Une série de photographies de la ligne haute couture de Monsieur Dior, prises en 1951 près de l’emblématique Parthénon, a insufflé la collection Dior croisière 2022. Au cœur de la ville dédiée à Athéna, Maria Grazia Chiuri réinvente sa généalogie et détourne les codes – l’art n’est pas dans l’objet créé, mais dans sa capacité à créer –, à l’image du péplum. Cette tunique de déesse, évoquant le marbre et la statuaire antique, est résolument aérienne grâce au tissu et au plissé fait à la main, tel un clair-obscur tout en cannelures.
Retrouver les racines de notre civilisation, non par nostalgie, mais par désir de recomposer, dans ce présent qui est le nôtre, cette fragmentation nécessaire à notre appréhension du monde.

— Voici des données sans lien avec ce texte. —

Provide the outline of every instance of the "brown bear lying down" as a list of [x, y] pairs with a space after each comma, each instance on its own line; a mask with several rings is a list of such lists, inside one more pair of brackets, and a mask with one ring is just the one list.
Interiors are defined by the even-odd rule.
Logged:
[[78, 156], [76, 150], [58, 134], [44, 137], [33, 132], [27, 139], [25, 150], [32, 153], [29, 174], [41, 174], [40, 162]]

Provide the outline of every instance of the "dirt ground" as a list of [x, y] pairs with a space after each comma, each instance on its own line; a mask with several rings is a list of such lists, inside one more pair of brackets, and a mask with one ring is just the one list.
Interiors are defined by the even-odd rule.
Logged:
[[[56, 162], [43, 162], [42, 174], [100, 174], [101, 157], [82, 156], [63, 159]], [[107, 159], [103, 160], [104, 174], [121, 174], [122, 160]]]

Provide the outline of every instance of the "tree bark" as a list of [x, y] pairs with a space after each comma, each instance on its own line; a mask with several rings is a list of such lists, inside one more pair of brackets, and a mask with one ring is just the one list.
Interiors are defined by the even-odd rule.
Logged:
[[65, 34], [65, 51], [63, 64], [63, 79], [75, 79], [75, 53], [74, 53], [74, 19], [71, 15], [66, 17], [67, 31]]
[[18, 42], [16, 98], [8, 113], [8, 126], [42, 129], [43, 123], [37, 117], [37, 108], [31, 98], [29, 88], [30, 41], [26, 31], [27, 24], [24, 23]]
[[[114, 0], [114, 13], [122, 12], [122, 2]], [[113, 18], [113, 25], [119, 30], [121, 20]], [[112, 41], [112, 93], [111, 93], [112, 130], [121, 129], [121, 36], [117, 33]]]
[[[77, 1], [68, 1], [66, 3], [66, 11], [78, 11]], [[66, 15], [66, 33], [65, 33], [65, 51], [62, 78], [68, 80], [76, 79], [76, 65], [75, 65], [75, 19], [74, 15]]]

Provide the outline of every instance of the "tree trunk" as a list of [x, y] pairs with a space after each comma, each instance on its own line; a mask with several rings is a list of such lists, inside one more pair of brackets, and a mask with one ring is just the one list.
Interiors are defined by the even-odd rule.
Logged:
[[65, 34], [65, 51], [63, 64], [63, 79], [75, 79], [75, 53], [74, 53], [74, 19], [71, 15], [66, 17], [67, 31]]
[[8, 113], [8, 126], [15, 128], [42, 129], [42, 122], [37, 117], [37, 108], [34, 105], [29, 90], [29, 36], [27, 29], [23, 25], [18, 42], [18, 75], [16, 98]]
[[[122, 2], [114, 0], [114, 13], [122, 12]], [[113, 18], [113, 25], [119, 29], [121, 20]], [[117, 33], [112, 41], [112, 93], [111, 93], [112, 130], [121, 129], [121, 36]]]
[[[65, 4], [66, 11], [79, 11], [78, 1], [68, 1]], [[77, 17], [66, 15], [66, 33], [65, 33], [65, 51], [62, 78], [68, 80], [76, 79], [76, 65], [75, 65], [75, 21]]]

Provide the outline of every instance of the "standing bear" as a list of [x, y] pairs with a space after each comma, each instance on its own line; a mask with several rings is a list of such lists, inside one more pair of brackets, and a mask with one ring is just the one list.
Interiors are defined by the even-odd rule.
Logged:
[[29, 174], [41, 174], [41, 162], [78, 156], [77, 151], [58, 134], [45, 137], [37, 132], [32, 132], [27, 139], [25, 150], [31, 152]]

Maria Grazia Chiuri s’inspire de Giorgio De Chirico, l’un des pionniers du surréalisme qui, empreint du souvenir poignant de la Grèce, peignit des lieux métaphysiques figés dans le contraste silencieux de l’ombre et de la lumière. Elle explore ensuite l’univers d’Alexandre Iolas, le galeriste cosmopolite qui resta intimement lié à la Grèce et à sa demeure athénienne. Il y réunit une collection incroyable de vases ornés de corps entrelacés en position de lutte. Ces silhouettes géantes s’imposent en gros plan sur les esquisses de l’artiste Pietro Ruffo, ou se camouflent dans une sélection de pièces sportswear, synthèse de recherches techniques et formelles, épine dorsale et manifeste d’un corps performant au-delà du genre, au sein du Stade panathénaïque où se déroule le défilé.
Ce corps revêt une série de costumes blancs – vestes et pantalons –, à l’instar de ceux arborés par Marlène Dietrich, structurant un lexique vestimentaire entre classicisme et liberté(s): le pied-de-poule surdimensionné s’hellénise, le cannage dévoile de nouvelles abstractions. L’or dialogue avec le blanc: c’est une capuche greffée dans les différents looks, une ponctuation, une inscription gravée. Le bleu de la Grèce devient à la fois une signature et un hommage.
Chaque collection est une remise en question continue des paradigmes qui distinguent la mode et la maison Dior ; l’occasion d’élargir plus encore le travail collectif. Maria Grazia Chiuri souligne combien les déclinaisons du féminin qui jalonnent les créations Dior émergent d’un passé affirmant une beauté aux multiples facettes.